78話 もう、いっそ、全員、渾身の閃拳で吹っ飛ばしてやろうか。
78話 もう、いっそ、全員、渾身の閃拳で吹っ飛ばしてやろうか。
「ちょっとはヒネれよ。天上の連中と全く同じリアクションじゃねぇか。程度の低い焼き増しは見るに耐えない。やり直し。もっと、エレガントに、もっと、セクシーに。君らには、俺の魂を震えさせてほしいんだよ。これは、君たちのために言ってあげているんだ。というわけで、あと、1500億年ほどプランを練り直して、出直してこい。
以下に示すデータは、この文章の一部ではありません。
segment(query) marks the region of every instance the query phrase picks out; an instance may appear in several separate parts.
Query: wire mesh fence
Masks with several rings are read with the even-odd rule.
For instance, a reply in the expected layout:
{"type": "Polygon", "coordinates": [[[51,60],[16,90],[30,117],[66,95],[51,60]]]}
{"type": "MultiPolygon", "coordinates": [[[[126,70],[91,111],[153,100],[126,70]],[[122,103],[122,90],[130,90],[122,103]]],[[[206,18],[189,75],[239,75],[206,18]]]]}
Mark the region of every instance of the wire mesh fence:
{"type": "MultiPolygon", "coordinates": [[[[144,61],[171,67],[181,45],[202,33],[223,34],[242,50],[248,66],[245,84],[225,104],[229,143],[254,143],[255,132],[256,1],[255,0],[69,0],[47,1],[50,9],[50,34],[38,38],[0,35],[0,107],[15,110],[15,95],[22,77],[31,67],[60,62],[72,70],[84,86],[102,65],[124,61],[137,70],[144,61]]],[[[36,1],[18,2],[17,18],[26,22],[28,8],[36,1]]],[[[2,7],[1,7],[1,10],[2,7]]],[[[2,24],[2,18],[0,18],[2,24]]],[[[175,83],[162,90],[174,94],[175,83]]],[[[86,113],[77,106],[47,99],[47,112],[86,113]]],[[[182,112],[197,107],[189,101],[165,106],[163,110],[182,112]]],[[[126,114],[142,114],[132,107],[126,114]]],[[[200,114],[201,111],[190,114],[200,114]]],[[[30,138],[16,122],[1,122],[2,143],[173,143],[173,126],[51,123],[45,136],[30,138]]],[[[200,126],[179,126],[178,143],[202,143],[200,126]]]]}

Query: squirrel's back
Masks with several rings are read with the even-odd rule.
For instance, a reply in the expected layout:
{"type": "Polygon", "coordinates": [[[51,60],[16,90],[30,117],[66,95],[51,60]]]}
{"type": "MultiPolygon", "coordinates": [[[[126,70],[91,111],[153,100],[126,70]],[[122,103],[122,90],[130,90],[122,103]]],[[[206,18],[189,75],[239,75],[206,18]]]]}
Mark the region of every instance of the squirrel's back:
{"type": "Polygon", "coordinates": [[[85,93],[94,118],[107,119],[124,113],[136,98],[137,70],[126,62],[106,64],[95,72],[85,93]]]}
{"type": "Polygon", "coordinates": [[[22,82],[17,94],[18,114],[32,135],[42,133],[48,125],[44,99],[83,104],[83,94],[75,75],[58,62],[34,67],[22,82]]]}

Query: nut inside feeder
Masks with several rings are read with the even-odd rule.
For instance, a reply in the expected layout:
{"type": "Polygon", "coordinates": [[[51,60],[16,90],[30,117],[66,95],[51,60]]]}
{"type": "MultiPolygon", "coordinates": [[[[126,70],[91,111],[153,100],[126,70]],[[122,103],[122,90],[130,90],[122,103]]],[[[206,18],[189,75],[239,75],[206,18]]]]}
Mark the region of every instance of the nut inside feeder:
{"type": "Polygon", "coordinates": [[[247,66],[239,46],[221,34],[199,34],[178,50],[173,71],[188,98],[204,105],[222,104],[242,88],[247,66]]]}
シッシッ」
などと、『嫌われるための、クソクライアントムーブ』をかましていくが、配下たちの奥でまたたく光は、その程度のヌルいカマしで揺らぐような安い信仰ではない。
天下の面々の心に刻まれた輝きを舐めてはいけない。
センエースの高潔さと献身は、天下の『魂』の深部を焼きつくした。
ようするに、面構えが違った。
天下の面々は、天上と、決定的に違う点がある。
『狩る側』ではなく、『守られ続けた側』であると言う点。
天上も、天下も、敬慕度、傾倒度、憧憬度、愛情度・忠誠度・信仰度という点では『カンスト』で同じだが、現状、方向性に『やや違い』が生じているのは事実。
その『わずかな違い』が、もう一つ、『センエース的に厄介な粘り』となって、
交渉という戦場で猛威を振るう。
――天下を黙らせるための闘いは困難を極めた。
『普通に闘う方が楽だ』と、心底から思うほどに、
センエースは、この舌戦という戦場で疲弊してしまった。
(ただでさえ、ずっと闘い続けていて疲れているのに、なんで、その上で、プラスして、こんな、いやがらせをかまされないかんのだ……俺が何したってんだ。ひたすらに、頑張ってきただけなのに、なんで、こんな目にあわないといけないんだ……ふざけんな……)
あまりにもしつこい配下たちの粘りに、
センエースは、普通に、ギッチリとイライラしてきた。
配下連中は、何を言っても引かなかった。
譲歩の案を出してもパーフェクトにシカト。
もはや、完全に、聞く耳をもっていない状態。
ねじれにねじれた国会のように、
現場では、何一つ、話が進まない。
『俺が折れたら、お前らの意見を全面的に聞いてやる』
という切り札の譲歩を提示しても、
配下連中は、
『あなた様は折れない。この先も、永遠に、弱い命のために苦しみ続ける。何より尊いあなた様を苦しめることしか出来ないことが悔しくて仕方がない。どうか、自分を大事にしてほしい』
と、しつこく、食い下がってくる。
『もう、いっそ、全員、渾身の閃拳で吹っ飛ばしてやろうか』とガチで思ってしまうほどに、まったく話を聞かない、人をイライラさせるのがうまい配下たち。
そんな彼らと、センは、粘り強く交渉を続けた。
センエースの根気は、戦闘面に特化しており、こういう平場での粘りでは、それほど輝きを有していないのだが、しかし、だからといって投げ出すわけにもいかないので、センは必死に歯を食いしばって、この、『史上最高クラスにしんどい戦い』と、真正面から向き合った。
会議は踊る。
互いに一方通行の平行線。
――そんな中、センは突破口を見つけた。